Elisabeth Elliot (1926-2015, one of the most influential Christian authors and speakers)

Bio Source:

www.elisabethelliot.org/about.html

“I like the scientific spirit—the holding off, the being sure but not too sure, the willingness to surrender ideas when the evidence is against them: this is ultimately fine—it always keeps the way beyond open—always gives life, thought, affection, the whole man, a chance to try over again after a mistake—after a wrong guess.”

Walt Whitman (1819-1892, America’s most influential and innovative poet; was also an essayist, journalist, and humanist; and best known for writing and self-publishing Leaves of Grass)

Bio Source:

www.whitmanarchive.org/biography/walt_whitman/index.html

Meditation

“No man is great enough or wise enough for any of us to surrender our destiny to.
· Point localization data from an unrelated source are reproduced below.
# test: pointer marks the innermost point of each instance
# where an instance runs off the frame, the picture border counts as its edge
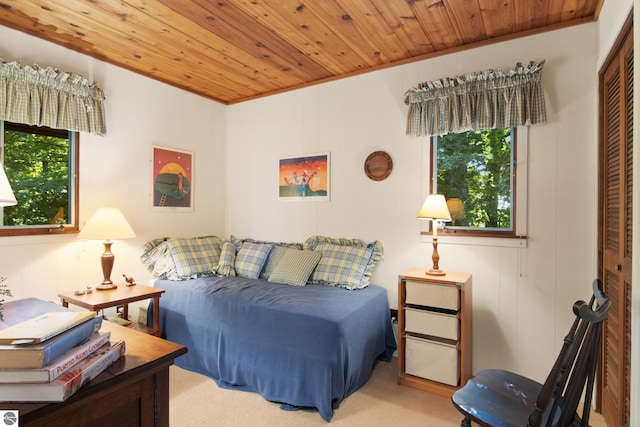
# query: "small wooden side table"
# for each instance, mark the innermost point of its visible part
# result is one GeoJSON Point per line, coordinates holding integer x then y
{"type": "Point", "coordinates": [122, 295]}
{"type": "Point", "coordinates": [134, 391]}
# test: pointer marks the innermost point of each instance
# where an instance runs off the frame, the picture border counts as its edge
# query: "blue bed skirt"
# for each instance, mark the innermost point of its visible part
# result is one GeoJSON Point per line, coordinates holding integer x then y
{"type": "Point", "coordinates": [306, 347]}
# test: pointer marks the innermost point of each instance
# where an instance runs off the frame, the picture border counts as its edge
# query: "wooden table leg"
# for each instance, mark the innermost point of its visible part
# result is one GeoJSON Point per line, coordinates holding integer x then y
{"type": "Point", "coordinates": [156, 316]}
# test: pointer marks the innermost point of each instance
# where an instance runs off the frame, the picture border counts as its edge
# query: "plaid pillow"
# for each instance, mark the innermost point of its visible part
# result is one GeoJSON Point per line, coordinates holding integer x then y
{"type": "Point", "coordinates": [251, 258]}
{"type": "Point", "coordinates": [227, 259]}
{"type": "Point", "coordinates": [276, 254]}
{"type": "Point", "coordinates": [347, 263]}
{"type": "Point", "coordinates": [295, 267]}
{"type": "Point", "coordinates": [193, 257]}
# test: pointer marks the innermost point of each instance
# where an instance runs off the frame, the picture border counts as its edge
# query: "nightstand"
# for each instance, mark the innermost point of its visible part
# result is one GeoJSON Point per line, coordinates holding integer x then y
{"type": "Point", "coordinates": [122, 295]}
{"type": "Point", "coordinates": [434, 330]}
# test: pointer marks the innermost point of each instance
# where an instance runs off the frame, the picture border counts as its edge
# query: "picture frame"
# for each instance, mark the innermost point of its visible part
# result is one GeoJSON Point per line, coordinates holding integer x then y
{"type": "Point", "coordinates": [305, 177]}
{"type": "Point", "coordinates": [172, 179]}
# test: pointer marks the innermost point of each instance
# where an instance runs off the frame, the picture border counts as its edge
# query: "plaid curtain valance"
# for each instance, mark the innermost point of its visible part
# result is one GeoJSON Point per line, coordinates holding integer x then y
{"type": "Point", "coordinates": [38, 96]}
{"type": "Point", "coordinates": [477, 101]}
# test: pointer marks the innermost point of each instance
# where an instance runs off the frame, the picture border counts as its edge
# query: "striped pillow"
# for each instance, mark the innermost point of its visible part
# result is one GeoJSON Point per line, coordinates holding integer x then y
{"type": "Point", "coordinates": [250, 259]}
{"type": "Point", "coordinates": [295, 267]}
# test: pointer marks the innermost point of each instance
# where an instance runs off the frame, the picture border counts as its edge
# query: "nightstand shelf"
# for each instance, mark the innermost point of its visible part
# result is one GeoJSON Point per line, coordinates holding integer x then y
{"type": "Point", "coordinates": [434, 331]}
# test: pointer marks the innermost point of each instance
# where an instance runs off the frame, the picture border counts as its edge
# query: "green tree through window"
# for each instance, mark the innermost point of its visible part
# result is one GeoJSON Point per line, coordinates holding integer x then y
{"type": "Point", "coordinates": [40, 165]}
{"type": "Point", "coordinates": [474, 171]}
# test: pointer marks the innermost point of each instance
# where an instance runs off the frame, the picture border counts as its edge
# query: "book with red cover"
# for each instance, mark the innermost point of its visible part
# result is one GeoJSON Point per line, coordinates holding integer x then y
{"type": "Point", "coordinates": [68, 383]}
{"type": "Point", "coordinates": [58, 366]}
{"type": "Point", "coordinates": [37, 355]}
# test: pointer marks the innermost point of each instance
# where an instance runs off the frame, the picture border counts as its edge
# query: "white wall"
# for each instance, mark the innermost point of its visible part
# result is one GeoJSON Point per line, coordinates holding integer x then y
{"type": "Point", "coordinates": [115, 170]}
{"type": "Point", "coordinates": [522, 297]}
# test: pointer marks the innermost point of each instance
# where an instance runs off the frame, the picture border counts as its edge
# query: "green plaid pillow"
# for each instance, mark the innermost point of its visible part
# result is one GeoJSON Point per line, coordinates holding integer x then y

The only way in which anyone can lead us is to restore to us the belief in our own guidance.”

— Henry Miller

Somehow, we must submit to the notion that the era of the guru and the martyr are over, and that we are in a completely new age of Unity.

It’s a little bit scary to admit, but we are each other’s teachers.

The cycles of teaching and learning is the capitulation of deep listening and presence, because in these mind states of surrender we can acknowledge the serendipitous conversations and events that conspire to answer our unknown questions.

When we labor in pure, honest, and sincere service to and for each other we can open up as clear divine channels to our truth.  And once we do, this can allow for others to access and be vessels to their divine wisdom as well.

The biggest block to this collaborative wisdom is, of course, fear and judgment.  But, the more we can practice unconditional love and especially self-love and self-trust, the more we will build healthy boundaries, relationships, and trans-global communities.

We all hold the mystery keys, legends, and maps, not to each other’s destinies, but as breadcrumbs for our individual journeys.  And it matters not if we are strangers, allies, friends, or foes.  What’s important are the connective sparks of inspiration we allow to impart to one another.

What’s crucial is our continued capitulation and access to the divine energy that surrounds and flows through us so we can work joyously and diligently on the physical and mysterious planes on Earth, together!

Stay well, my fellow journey women and men.